A hemostatic clip (Quick-Clip; Olympus Optical Co. Ltd., Tokyo, Japan) was applied to the vessel (Figure 3). The course of the patient after endoscopic treatment was uneventful and the patient was discharged 5 d later. Hemoglobin was 108 g/L on the day of discharge. At 6 mo after the endoscopic treatment, there had been no recurrence of upper GI bleeding.

Figure 3
Figure 3 Application of a hemostatic clip to the vessel.
DISCUSSION

Dieulafoy’s lesion accounts for 2% to 5% of all cases of acute GI bleeding, but it can be the cause of recurrent and often potentially life-threatening hemorrhage[1-4]. Previous descriptions of the Dieulafoy’s lesion emphasized a predilection for the proximal stomach. However, it is increasingly apparent that these lesions, although usually gastric, may develop throughout the GI tract (esophagus 2%, jejunum 2%, colon 10%)[5,6]. A variety of endoscopic modalities, including monopolar and bipolar electrocoagulation, heat probe coagulation, injection sclerotherapy, hemoclip placement, endoscopic band ligation, and laser photocoagulation, have been used, either alone or in combination, with a success rates of 90%-95% and a rate of recurrent bleeding of 5%-10%[7-16]. Because of the small size of the lesion, the normal surrounding mucosa and the intermittent nature of the bleeding, endoscopic diagnosis is challenging and may require multiple and combined procedures.

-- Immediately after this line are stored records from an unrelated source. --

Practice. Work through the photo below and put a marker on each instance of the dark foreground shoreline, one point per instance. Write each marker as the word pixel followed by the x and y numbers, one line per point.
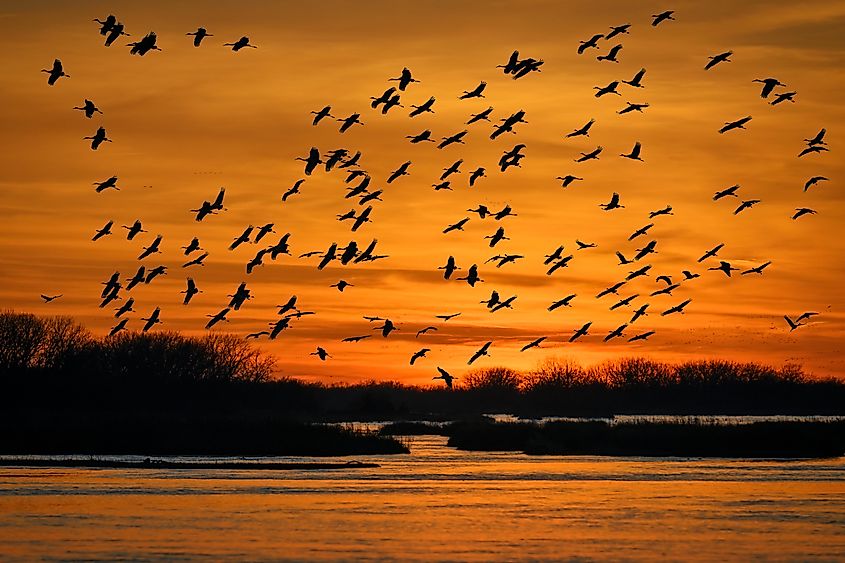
pixel 640 438
pixel 164 464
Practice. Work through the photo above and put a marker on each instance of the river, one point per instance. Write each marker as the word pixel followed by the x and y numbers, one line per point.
pixel 435 504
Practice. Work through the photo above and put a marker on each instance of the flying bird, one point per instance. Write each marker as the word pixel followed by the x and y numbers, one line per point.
pixel 56 72
pixel 200 34
pixel 241 43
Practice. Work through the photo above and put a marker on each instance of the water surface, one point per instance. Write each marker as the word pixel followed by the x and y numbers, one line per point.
pixel 434 504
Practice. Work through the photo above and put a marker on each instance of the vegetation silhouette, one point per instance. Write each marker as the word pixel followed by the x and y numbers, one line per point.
pixel 63 390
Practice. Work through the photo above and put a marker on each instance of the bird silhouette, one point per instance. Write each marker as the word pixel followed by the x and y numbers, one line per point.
pixel 404 79
pixel 200 34
pixel 477 92
pixel 320 353
pixel 725 268
pixel 584 130
pixel 449 268
pixel 768 85
pixel 738 124
pixel 591 43
pixel 190 291
pixel 635 152
pixel 746 204
pixel 533 344
pixel 632 107
pixel 612 204
pixel 801 211
pixel 609 89
pixel 425 330
pixel 720 58
pixel 241 43
pixel 98 138
pixel 483 351
pixel 757 269
pixel 612 54
pixel 731 191
pixel 145 45
pixel 56 72
pixel 104 231
pixel 662 17
pixel 813 181
pixel 583 331
pixel 153 248
pixel 419 354
pixel 88 108
pixel 565 302
pixel 818 139
pixel 472 277
pixel 152 320
pixel 679 308
pixel 784 97
pixel 618 30
pixel 445 376
pixel 813 149
pixel 425 107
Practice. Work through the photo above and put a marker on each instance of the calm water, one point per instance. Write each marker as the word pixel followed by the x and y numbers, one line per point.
pixel 435 504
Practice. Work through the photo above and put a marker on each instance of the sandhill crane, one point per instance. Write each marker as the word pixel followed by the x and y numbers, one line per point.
pixel 483 351
pixel 190 291
pixel 152 320
pixel 731 191
pixel 617 30
pixel 768 85
pixel 425 330
pixel 477 92
pixel 757 269
pixel 583 331
pixel 818 139
pixel 738 124
pixel 612 204
pixel 817 149
pixel 565 302
pixel 784 97
pixel 145 45
pixel 241 43
pixel 591 43
pixel 725 268
pixel 720 58
pixel 609 89
pixel 104 231
pixel 612 54
pixel 56 72
pixel 533 344
pixel 419 354
pixel 472 277
pixel 801 211
pixel 635 152
pixel 813 181
pixel 661 17
pixel 98 138
pixel 404 79
pixel 200 34
pixel 679 308
pixel 632 107
pixel 425 107
pixel 746 204
pixel 584 130
pixel 88 108
pixel 445 376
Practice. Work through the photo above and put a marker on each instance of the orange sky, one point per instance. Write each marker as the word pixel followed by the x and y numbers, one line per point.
pixel 186 121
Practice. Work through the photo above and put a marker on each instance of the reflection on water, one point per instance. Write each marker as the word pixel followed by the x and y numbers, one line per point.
pixel 434 504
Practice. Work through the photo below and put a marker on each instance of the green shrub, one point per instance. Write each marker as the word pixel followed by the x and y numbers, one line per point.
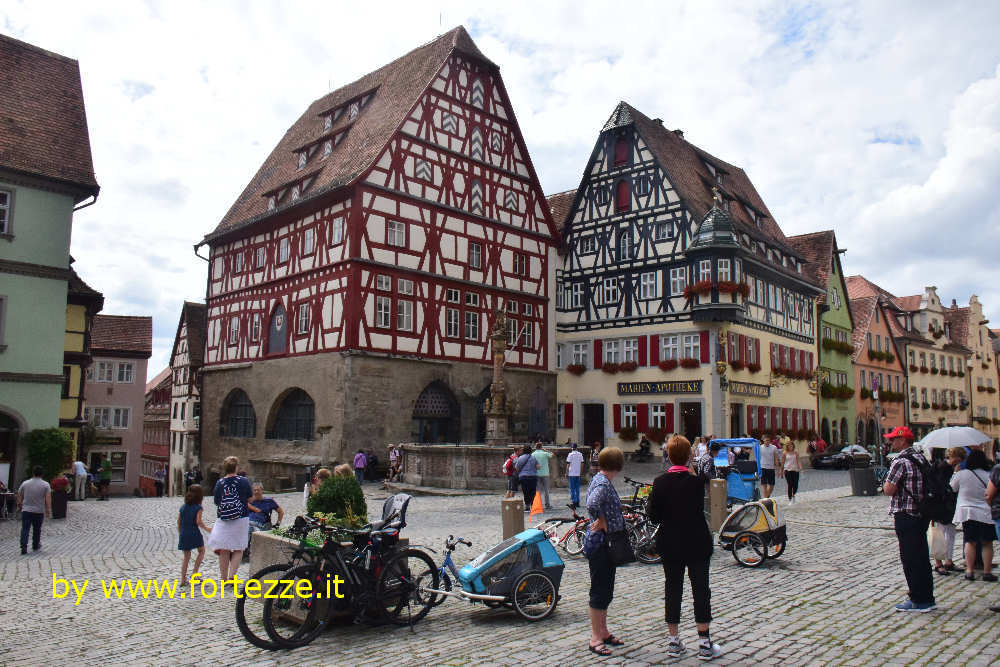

This report describes a case of actively bleeding Dieulafoy’s lesion of the small bowel in which the diagnosis was made by capsule endoscopy, followed by treatment with the use of push enteroscopy. Capsule endoscopy is a technically simple procedure that is extremely well tolerated by patients. However, possibility for therapeutic maneuvers cannot be performed with the capsule. By contrast, push enteroscopy is more labor intensive, but it enables various endoscopic therapeutic procedures. Thus, capsule endoscopy is suitable as an initial imaging study for small bowel disorders, whereas enteroscopy is desirable for the confirmation of small-bowel diseases, tissue sampling, and therapeutic applications. The combination of capsule endoscopy and enteroscopy provides a powerful strategy for the diagnosis, as well as treatment of small bowel diseases. As illustrated by the case presented, these procedures are highly complementary.